Dr. Hartnett also pointed to the increasing use of OCT during surgery. She uses the Bioptigen hand-held device to examine pediatric patients under anesthesia preoperatively.

She also has used the Resight 500/700 Fundus Viewing (Carl Zeiss Meditec) intraoperatively in patients with ROP to obtain a snapshot of retinal membranes, which provides a clear picture of what treatment the patient needs or the anatomy after membrane peeling but before ending the procedure. This can be useful for determining whether additional surgical tasks are necessary. In complex cases such as ocular trauma, OCT can be used to examine the anterior segment and angle structures.

“We have used it in combined cases with glaucoma or anterior segment,” she said. “In theory, it may be helpful to identify a bleeding structure in the posterior iris or ciliary body, but I have not tried that yet.”

 

Combination therapy

Dr. Hartnett noted that much research suggests that patients with diabetic macular edema can be treated with anti-VEGF drugs more than laser.

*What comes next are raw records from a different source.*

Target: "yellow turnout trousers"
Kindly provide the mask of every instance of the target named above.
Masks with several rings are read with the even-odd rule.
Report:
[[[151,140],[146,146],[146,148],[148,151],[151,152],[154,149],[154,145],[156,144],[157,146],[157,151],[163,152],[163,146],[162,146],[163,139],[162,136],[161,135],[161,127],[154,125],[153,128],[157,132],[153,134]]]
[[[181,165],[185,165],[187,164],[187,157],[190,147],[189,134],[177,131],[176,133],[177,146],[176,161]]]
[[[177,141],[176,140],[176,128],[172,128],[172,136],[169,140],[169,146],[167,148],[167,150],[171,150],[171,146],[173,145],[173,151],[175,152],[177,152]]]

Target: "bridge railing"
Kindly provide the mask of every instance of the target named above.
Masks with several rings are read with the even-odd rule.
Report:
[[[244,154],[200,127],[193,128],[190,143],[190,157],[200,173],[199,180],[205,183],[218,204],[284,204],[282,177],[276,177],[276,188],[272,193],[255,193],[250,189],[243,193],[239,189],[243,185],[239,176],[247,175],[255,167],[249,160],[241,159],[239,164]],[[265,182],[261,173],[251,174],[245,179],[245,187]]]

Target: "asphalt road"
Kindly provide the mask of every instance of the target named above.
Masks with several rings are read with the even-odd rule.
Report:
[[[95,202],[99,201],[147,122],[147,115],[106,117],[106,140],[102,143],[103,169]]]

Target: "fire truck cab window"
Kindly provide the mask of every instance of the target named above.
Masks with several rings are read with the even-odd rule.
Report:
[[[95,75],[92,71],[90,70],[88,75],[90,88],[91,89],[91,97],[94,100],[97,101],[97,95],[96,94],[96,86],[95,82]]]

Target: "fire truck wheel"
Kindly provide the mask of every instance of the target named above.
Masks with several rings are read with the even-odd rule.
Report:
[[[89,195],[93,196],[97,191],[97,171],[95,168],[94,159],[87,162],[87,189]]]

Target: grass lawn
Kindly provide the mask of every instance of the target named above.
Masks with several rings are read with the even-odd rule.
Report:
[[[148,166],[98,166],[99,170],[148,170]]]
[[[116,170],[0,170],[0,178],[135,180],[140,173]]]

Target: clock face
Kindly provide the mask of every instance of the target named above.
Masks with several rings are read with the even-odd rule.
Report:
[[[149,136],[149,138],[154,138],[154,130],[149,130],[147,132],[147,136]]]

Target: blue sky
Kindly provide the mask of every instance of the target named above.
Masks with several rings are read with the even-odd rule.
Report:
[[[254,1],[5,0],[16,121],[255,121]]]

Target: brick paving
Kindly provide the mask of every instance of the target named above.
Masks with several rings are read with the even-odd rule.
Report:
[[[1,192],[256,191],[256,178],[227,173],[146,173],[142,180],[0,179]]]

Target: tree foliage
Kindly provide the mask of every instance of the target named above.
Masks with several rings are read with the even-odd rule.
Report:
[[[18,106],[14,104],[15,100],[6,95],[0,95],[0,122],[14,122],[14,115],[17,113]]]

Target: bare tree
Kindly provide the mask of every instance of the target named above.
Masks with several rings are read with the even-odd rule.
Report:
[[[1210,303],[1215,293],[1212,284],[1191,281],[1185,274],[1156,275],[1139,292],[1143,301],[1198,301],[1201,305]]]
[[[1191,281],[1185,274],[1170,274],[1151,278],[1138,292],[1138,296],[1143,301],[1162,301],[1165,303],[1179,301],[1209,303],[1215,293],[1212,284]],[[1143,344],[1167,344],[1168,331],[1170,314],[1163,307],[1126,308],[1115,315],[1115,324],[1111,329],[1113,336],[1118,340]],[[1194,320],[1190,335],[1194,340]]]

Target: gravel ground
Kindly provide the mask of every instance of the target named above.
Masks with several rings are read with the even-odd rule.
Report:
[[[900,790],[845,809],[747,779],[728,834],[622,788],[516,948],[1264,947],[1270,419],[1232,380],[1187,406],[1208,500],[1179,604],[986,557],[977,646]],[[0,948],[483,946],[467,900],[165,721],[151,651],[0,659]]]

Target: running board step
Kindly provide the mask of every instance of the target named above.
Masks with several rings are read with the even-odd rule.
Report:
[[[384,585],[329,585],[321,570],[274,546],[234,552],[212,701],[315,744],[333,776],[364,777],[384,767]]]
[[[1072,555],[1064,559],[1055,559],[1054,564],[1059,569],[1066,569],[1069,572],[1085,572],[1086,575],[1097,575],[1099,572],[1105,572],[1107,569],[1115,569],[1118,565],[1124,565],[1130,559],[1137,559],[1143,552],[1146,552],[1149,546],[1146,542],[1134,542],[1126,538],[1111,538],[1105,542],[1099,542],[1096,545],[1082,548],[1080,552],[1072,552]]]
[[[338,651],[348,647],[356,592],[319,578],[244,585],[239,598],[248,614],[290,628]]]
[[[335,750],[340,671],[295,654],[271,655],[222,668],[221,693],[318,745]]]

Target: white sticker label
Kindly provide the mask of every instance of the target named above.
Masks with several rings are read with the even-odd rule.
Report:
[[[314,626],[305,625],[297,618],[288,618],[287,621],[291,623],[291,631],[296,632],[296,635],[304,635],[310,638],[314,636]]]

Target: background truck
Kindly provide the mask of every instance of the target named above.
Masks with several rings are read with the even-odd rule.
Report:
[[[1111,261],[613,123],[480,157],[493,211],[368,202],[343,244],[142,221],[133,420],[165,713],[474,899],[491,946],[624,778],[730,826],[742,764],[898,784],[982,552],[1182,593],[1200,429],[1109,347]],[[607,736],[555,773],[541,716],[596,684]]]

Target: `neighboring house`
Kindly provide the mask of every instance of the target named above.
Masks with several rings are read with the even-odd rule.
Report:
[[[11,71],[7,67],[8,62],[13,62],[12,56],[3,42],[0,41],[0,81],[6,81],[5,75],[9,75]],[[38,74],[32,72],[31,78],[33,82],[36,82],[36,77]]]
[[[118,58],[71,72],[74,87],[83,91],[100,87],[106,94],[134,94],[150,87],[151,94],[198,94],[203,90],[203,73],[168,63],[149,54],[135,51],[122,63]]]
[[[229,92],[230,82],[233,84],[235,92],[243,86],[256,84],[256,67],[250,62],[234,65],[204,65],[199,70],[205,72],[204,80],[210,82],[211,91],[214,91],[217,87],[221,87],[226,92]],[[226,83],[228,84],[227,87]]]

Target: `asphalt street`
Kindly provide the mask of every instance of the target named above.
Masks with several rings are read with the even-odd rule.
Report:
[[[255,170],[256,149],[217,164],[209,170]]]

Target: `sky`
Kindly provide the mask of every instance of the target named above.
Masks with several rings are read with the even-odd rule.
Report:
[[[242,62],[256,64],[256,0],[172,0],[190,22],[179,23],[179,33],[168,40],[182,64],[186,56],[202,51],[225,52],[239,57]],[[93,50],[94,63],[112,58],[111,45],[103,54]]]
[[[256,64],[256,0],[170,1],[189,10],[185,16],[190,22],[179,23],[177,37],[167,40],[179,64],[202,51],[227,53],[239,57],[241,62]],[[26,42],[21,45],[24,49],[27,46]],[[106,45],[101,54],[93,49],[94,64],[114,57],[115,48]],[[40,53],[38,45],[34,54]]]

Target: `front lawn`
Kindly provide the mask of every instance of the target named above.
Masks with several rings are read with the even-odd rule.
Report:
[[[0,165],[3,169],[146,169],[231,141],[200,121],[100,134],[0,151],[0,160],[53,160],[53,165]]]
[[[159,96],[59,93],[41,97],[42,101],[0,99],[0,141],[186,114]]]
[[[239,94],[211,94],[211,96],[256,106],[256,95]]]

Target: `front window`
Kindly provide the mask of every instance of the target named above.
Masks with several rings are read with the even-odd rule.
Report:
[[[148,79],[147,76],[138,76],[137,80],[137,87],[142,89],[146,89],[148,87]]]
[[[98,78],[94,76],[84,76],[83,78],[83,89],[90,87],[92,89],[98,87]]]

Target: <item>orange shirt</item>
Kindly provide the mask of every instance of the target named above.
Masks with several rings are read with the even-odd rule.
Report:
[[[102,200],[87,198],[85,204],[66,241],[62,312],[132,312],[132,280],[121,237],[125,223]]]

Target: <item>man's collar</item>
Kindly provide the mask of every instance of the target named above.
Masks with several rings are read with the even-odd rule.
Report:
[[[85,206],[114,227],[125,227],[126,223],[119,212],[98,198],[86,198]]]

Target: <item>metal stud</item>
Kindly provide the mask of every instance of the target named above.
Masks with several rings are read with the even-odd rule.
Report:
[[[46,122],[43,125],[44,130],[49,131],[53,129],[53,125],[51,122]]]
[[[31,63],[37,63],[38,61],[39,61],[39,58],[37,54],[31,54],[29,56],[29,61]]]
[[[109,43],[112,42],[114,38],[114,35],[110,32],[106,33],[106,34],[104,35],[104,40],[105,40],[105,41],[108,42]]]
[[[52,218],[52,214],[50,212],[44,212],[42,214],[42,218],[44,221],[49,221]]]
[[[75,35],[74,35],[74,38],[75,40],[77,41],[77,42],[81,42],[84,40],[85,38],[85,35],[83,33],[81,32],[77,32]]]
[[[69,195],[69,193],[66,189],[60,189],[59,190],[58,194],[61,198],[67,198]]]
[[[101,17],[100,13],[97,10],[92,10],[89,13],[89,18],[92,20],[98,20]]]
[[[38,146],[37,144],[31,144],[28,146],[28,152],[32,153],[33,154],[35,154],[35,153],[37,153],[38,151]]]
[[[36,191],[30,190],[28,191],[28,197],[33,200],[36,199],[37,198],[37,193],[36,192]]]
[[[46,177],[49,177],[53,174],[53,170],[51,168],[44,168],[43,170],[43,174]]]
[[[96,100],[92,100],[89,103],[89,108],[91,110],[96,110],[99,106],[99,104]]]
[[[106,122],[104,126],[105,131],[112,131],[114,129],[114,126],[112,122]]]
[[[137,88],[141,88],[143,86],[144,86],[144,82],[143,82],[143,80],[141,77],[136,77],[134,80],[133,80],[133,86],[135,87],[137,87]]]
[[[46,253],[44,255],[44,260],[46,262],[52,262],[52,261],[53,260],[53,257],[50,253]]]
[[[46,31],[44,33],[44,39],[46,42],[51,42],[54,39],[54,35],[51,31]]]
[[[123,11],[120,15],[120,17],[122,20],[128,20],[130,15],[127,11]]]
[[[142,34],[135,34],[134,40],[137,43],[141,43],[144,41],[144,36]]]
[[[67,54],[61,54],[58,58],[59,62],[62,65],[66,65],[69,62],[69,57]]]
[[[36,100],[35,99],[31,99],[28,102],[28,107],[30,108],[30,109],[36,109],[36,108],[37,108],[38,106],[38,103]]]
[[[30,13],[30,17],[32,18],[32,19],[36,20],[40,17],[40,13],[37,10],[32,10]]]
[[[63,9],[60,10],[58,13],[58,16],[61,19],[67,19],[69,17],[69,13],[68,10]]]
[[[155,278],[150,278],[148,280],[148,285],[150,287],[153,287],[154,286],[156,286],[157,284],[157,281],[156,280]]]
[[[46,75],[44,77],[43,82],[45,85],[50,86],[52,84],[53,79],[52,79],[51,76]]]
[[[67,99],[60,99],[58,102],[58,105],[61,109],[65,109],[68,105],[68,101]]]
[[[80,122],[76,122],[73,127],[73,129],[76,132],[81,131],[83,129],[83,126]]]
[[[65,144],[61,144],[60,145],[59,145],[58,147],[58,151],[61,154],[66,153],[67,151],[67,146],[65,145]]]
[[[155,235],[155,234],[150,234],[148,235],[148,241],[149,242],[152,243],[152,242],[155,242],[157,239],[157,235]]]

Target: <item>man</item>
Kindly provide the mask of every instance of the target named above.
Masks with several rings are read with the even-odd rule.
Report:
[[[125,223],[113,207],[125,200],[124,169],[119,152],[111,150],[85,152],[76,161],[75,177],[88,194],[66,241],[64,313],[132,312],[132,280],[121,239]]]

“The evidence is not as strong for laser with anti-VEGF drugs, although I do still use it in certain situations, such as in patients with microaneurysms with circinate rings, patients with proliferative diabetic retinopathy or neovascularization elsewhere and hemorrhages in branch vein occlusions who may not return regularly for repeat injections,” she said. “I do still perform panretinal photocoagulation.”

 

Mary Elizabeth Hartnett, MD

e: me.hartnett@hsc.utah.edu  

Carl Regillo, MD

e: cregillo@aol.com

Drs. Hartnett and Regillo have no financial interest in any aspect of this report.